Allos Therapeutics, Inc.(NasdaqGS:ALTH) dropped from NASDAQ Composite Index
Sep 5 12
Allos Therapeutics, Inc. will be removed from NASDAQ Composite Index
Robbins Geller Rudman & Dowd LLP Files Class Action Suit Against Allos Therapeutics, Inc. and Spectrum Pharmaceuticals, Inc
May 1 12
Robbins Geller Rudman & Dowd LLP announced that a class action has been commenced in the United States District Court for the District of Colorado on behalf of all persons who held shares of the common stock of Allos Therapeutics, Inc. on April 5, 2012, against Allos, its board of directors and Spectrum Pharmaceuticals, Inc. for breaches of fiduciary duty in connection with the proposed acquisition of Allos by Spectrum and for violations of Section 14(e) of the Securities Exchange Act of 1934 in connection with the Solicitation/Recommendation Statement on Schedule 14D-9 filed with the SEC on April 13, 2012. On April 5, 2012, Allos and Spectrum announced a definitive merger agreement under which Allos would be acquired by Spectrum via tender offer.
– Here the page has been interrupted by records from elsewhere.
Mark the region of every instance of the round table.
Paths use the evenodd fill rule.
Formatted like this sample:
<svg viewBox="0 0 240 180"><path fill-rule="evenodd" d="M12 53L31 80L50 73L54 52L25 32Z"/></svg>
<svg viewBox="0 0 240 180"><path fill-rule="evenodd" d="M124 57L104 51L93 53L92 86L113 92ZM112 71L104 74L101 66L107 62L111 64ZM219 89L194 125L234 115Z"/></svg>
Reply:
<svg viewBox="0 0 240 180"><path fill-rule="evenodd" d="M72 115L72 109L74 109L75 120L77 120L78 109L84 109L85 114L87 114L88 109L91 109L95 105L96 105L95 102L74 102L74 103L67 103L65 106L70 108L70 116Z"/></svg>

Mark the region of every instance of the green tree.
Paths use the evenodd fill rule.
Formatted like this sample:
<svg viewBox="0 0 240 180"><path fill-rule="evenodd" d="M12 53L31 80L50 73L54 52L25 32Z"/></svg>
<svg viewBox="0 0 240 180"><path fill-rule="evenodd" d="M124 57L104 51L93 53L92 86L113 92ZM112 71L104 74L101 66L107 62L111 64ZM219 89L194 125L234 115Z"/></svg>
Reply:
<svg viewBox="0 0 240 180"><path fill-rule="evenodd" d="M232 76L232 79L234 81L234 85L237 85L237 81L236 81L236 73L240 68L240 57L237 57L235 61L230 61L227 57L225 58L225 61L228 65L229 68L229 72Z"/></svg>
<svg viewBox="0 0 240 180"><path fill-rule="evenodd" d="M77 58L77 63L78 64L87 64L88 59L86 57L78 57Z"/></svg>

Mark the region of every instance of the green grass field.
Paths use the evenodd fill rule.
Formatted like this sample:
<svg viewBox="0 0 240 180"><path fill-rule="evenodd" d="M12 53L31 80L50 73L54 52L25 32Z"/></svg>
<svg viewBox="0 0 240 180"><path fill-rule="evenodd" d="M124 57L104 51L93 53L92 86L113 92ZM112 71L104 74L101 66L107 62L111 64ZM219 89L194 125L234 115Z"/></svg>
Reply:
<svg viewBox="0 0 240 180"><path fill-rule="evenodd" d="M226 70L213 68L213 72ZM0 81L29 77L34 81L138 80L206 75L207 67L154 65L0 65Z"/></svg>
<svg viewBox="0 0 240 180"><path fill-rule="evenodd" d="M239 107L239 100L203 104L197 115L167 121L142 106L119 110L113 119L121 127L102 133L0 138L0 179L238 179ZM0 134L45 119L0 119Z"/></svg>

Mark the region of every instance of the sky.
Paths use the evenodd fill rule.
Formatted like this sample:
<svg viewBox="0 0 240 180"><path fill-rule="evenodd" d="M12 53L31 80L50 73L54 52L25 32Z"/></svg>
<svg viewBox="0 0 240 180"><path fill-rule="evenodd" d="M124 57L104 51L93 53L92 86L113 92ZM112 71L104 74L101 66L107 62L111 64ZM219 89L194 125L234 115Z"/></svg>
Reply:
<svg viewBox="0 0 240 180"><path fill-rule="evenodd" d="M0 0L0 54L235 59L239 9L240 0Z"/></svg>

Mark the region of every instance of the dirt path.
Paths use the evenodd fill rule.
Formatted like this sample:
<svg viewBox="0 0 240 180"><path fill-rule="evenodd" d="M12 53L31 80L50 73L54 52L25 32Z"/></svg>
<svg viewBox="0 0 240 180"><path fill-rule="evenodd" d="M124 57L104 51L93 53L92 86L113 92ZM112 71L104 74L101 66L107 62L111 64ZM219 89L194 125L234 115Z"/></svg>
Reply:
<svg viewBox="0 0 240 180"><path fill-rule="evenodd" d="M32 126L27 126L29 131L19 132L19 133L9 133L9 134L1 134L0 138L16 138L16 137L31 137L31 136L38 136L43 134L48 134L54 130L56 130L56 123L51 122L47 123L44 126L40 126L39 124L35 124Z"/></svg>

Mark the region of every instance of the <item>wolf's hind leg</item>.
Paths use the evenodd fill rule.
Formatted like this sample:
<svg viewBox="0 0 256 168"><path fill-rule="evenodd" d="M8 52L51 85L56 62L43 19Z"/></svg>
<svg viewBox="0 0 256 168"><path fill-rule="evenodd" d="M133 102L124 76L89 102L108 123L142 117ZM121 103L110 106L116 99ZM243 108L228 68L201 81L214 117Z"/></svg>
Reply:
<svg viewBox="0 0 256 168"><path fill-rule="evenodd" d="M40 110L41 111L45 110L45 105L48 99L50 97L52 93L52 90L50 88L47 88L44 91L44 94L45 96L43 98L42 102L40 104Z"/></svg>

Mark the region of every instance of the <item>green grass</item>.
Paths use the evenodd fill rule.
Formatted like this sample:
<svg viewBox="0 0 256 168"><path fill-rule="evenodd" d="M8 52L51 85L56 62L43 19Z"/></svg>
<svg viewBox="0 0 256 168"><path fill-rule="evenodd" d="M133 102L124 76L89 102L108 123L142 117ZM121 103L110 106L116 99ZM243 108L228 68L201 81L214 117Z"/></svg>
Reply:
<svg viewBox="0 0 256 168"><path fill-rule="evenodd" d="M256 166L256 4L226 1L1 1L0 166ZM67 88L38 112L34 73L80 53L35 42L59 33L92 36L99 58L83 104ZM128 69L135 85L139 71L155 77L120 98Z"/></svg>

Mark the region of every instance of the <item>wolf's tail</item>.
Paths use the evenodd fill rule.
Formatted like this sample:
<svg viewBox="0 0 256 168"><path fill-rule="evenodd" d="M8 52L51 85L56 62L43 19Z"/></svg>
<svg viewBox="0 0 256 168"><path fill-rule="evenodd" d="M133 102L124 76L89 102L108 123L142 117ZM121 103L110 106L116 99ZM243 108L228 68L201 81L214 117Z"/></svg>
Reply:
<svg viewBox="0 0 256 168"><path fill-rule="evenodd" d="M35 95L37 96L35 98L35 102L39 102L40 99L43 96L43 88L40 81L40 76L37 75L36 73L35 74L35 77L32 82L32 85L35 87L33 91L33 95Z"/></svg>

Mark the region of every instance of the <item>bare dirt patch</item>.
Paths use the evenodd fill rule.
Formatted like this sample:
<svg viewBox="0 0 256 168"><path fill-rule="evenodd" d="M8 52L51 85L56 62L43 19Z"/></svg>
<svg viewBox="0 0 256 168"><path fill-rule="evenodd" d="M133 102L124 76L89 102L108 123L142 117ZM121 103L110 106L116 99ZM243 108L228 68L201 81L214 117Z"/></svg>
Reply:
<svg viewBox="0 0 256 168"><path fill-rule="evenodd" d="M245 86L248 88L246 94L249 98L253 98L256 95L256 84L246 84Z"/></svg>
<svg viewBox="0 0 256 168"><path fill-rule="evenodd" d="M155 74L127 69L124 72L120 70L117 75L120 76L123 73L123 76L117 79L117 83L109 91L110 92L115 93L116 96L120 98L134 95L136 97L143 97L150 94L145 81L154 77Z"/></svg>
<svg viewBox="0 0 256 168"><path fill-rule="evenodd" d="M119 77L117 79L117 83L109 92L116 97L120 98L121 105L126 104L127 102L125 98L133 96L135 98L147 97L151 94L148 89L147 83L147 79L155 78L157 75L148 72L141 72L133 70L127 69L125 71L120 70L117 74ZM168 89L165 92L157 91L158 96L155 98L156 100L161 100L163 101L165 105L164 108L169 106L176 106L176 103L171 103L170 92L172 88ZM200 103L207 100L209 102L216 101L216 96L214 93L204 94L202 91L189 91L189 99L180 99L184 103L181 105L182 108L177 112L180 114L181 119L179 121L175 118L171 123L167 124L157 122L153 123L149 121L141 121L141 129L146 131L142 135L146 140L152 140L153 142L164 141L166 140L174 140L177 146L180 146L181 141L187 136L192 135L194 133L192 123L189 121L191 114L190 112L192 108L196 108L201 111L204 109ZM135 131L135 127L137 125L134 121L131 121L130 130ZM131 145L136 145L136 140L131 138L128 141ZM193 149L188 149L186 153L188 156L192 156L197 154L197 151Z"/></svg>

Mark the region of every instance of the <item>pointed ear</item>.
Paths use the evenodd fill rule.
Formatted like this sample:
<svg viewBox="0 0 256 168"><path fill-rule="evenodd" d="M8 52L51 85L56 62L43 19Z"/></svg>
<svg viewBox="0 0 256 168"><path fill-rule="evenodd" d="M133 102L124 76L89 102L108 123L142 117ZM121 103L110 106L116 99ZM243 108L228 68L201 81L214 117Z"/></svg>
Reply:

Under the terms of the Merger Agreement, upon successful completion of the Tender Offer, Allos stockholders will receive $1.82 per share in cash plus one Contingent Value Right, which would provide Allos stockholders with an additional payment of $0.11 per share in cash if certain European regulatory approval and commercialization milestones for FOLOTYN(R) are achieved. The complaint alleges that the defendants directly breached their fiduciary duties or aided and abetted breaches of fiduciary duties in connection with the Proposed Acquisition, which significantly undervalues Allos and is the result of an unfair sales process designed to ensure that only Spectrum has the opportunity to acquire Allos. In addition, the complaint alleges that the 14D-9 contains material omissions and/or misstatements in contravention of --14(e) of the 1934 Act and/or defendants' fiduciary duty of disclosure under state law, including material omissions and/or misstatements concerning the sales process leading up to the execution of the Merger Agreement, the Company's value, the analyses performed by the Company's financial advisor, J.P. Morgan Securities LLC, and the potential and/or actual conflicts of interest faced by J.P. Morgan. Without this material information, Allos shareholders are prevented from making a fully-informed decision as to the adequacy of the Tender Offer and whether to tender their shares.